Little Things Mean A Lot For Design Collaboration

April 1, 2002
Chip complexity has increased phenomenally, with gate counts pushing beyond 10 million. It takes the collaboration of a large team of creative talent to design one such complex chip or boards containing dozens of them. Often the necessary talent is...

Chip complexity has increased phenomenally, with gate counts pushing beyond 10 million. It takes the collaboration of a large team of creative talent to design one such complex chip or boards containing dozens of them. Often the necessary talent is not in just one location. Instead, large, distributed design teams must be assembled. Dividing work across multiple locations, possibly dispersed around the globe, makes simply staying in touch with each other a critical aspect of the design.

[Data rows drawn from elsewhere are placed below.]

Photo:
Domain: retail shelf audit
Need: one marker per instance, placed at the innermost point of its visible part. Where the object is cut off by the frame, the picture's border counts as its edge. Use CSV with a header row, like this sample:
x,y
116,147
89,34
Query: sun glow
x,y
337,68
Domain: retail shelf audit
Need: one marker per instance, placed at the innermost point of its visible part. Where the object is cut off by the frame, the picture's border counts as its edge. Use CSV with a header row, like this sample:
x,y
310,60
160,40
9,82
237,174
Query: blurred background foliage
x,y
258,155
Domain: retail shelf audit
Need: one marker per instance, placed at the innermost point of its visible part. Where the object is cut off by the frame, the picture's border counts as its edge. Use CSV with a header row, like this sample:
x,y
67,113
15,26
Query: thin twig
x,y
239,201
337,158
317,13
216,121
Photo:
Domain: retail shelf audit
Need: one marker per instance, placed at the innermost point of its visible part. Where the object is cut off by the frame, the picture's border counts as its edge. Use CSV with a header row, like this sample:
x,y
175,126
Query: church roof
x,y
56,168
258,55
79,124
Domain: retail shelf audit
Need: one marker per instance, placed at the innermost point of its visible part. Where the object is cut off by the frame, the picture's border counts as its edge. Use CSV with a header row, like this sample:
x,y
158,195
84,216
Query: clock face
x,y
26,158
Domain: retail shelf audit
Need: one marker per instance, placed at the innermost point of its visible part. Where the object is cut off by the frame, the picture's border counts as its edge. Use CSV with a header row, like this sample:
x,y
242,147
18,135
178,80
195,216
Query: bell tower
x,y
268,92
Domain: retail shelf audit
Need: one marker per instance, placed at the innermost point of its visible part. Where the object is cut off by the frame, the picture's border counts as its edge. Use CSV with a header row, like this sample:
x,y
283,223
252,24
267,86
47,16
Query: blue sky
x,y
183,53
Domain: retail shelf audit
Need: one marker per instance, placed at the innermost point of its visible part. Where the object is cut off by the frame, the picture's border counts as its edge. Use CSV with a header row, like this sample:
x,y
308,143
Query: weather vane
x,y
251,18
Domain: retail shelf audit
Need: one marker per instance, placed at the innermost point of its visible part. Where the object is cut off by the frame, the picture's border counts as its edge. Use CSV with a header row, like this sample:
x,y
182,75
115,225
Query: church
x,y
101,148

Having design teams unified under one roof fosters casual encounters and makes it easier to answer design questions. It's a simple matter of dropping into the office next door or catching someone in the hallway. We probably don't even realize how many times we actually do that during the design of a product. But if getting together entails picking up a phone, driving to another location, or getting on a plane, many of those seemingly small questions may remain unanswered.

Nowadays, videoconferencing and teleconferencing play an increasingly important role in the collaboration process. However, with these scheduled meetings, you typically end up "saving" questions, then prioritizing them to ensure that the most important issues are discussed first. So, the little matters that might significantly influence the design never get ad-dressed. When these detail nuances of the design--like signal polarities, timing, power budgets, and physical-size constraints--aren't fully addressed, they could turn into the dreaded "gotchas" that sabotage an otherwise solid design.

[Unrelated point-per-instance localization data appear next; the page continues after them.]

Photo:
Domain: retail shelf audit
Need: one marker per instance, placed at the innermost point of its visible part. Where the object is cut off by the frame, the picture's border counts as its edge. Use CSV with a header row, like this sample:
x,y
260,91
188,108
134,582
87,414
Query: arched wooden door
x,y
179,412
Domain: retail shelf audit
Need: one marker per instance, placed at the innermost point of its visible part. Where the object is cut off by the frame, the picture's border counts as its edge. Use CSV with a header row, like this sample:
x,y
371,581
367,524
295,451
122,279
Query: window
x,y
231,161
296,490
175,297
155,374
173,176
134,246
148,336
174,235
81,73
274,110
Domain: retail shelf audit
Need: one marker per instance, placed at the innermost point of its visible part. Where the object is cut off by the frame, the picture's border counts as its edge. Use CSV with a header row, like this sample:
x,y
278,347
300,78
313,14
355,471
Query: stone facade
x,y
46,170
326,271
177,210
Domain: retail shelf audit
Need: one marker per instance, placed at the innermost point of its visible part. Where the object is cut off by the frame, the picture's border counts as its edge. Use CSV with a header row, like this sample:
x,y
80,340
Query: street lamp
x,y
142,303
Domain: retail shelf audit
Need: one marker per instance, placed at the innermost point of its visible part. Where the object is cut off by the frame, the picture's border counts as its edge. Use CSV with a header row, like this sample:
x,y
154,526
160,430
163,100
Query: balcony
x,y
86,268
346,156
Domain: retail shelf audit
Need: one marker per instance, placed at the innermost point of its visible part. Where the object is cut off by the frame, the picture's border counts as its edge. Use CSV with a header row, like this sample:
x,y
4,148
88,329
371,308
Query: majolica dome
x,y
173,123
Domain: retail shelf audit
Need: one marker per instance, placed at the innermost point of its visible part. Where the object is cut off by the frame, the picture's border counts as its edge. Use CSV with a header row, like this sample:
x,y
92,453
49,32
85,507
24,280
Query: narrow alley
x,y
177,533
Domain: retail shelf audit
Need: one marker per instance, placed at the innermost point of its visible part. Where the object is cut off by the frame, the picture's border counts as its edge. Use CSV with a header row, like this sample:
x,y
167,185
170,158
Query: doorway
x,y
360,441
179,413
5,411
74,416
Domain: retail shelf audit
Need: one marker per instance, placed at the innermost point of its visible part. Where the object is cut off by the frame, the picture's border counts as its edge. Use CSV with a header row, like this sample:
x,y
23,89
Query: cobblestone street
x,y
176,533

Can large distributed design teams ever achieve that impromptu, interactive, and valuable banter? I think it's possible, after allowing for the in-evitable time differences between team members on opposite sides of the globe. New collaboration tools will permit spur-of-the-moment questions to be passed back and forth and instant meetings to be easily coordinated. Also, low-cost communications using voice-over-packet telephony will keep multiple designers in contact. Further, cell phones and PDAs let designers send and receive e-mail on spur-of-the-moment questions when they're not sitting at their computers.

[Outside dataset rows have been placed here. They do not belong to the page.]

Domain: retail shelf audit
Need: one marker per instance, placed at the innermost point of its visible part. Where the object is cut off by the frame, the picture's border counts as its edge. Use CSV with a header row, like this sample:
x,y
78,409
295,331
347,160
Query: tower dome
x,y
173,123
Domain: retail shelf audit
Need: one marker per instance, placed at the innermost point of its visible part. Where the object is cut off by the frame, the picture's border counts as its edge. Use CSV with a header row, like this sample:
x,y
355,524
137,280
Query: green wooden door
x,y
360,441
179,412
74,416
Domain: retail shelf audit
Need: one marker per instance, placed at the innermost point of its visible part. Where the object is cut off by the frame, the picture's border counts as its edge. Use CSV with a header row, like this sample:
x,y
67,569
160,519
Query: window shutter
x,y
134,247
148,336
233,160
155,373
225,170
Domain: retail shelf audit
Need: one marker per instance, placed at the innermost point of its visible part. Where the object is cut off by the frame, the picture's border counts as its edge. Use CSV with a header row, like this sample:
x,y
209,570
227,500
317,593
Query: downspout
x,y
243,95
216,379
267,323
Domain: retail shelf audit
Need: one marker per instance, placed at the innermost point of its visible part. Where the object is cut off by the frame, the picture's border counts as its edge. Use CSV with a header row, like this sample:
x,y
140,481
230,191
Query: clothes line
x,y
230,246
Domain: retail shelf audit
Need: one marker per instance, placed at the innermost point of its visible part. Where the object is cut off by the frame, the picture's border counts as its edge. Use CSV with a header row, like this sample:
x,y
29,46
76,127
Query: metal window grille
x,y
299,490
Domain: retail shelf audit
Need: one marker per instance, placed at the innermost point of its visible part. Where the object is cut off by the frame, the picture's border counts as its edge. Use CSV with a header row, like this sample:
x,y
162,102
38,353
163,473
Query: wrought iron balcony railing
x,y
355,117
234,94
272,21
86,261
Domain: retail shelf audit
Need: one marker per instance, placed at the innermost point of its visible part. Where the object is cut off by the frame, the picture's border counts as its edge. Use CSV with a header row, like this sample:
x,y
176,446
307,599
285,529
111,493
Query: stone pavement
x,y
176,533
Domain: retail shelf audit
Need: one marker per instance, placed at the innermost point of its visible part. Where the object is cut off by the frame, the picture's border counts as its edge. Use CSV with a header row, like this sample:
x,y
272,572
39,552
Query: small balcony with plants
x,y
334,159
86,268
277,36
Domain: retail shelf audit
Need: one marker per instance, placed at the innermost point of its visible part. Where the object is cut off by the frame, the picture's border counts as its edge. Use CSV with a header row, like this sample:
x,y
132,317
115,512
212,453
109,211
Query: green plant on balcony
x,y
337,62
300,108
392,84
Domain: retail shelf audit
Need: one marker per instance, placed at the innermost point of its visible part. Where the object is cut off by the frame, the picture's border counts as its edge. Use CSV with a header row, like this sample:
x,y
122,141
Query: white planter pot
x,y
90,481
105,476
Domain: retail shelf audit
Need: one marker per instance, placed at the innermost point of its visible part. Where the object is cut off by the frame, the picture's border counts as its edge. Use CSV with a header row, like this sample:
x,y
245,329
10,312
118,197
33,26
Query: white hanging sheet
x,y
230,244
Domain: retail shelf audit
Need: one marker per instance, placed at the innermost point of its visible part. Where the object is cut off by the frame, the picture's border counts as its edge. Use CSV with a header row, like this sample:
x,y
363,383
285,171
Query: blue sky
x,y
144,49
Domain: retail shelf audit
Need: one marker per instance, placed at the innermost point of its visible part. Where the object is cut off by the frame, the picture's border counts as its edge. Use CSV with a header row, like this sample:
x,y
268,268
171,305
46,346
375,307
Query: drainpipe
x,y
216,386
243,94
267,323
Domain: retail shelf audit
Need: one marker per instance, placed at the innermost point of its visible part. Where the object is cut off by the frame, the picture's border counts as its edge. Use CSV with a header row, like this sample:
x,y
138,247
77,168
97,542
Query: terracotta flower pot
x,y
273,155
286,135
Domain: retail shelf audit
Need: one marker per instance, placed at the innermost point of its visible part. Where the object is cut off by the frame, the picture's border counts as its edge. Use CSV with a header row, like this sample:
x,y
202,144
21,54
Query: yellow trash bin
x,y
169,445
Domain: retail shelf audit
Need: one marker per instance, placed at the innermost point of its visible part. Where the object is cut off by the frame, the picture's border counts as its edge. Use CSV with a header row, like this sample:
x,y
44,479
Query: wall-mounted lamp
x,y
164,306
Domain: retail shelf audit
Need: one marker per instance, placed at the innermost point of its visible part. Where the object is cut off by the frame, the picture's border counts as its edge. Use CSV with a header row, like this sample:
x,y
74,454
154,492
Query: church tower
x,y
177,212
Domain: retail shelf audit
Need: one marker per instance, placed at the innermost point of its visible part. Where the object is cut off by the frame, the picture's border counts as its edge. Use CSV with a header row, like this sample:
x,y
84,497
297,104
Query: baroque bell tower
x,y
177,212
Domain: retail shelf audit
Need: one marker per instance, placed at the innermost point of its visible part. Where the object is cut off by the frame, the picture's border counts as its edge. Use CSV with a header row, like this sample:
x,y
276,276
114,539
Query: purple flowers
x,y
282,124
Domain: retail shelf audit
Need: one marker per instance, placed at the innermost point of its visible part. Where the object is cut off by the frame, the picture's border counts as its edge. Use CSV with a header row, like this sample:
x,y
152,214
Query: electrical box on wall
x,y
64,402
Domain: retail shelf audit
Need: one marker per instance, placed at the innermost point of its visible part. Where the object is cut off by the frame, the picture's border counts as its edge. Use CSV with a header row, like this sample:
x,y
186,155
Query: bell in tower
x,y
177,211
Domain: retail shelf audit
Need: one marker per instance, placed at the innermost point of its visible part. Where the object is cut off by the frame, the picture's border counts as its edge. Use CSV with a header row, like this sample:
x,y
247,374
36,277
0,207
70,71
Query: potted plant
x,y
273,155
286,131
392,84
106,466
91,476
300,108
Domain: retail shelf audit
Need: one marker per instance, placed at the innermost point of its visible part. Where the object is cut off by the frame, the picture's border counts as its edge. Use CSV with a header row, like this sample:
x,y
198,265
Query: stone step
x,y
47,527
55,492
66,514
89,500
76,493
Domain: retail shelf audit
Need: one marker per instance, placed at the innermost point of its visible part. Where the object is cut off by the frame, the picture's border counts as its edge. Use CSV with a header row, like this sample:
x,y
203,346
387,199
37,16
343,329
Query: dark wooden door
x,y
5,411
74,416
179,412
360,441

The main challenge of these forthcoming collaboration tools is the ease of information transfer. It must be simple and quick for users to clip a portion of a diagram, send a signal waveform or two, or provide the supporting material that questions a possible solution. We shouldn't have to think twice about how to excerpt something and send it with a message to an associate. Cutting and pasting from EDA tools to e-mail should be fast and easy, rather than the current cumbersome procedure.

What form of messaging should we demand in the future? Do you think we'll need a virtual presence to make it feel like we're shaking hands, or talking by the water cooler? Above all, though, we must continue talking to each other.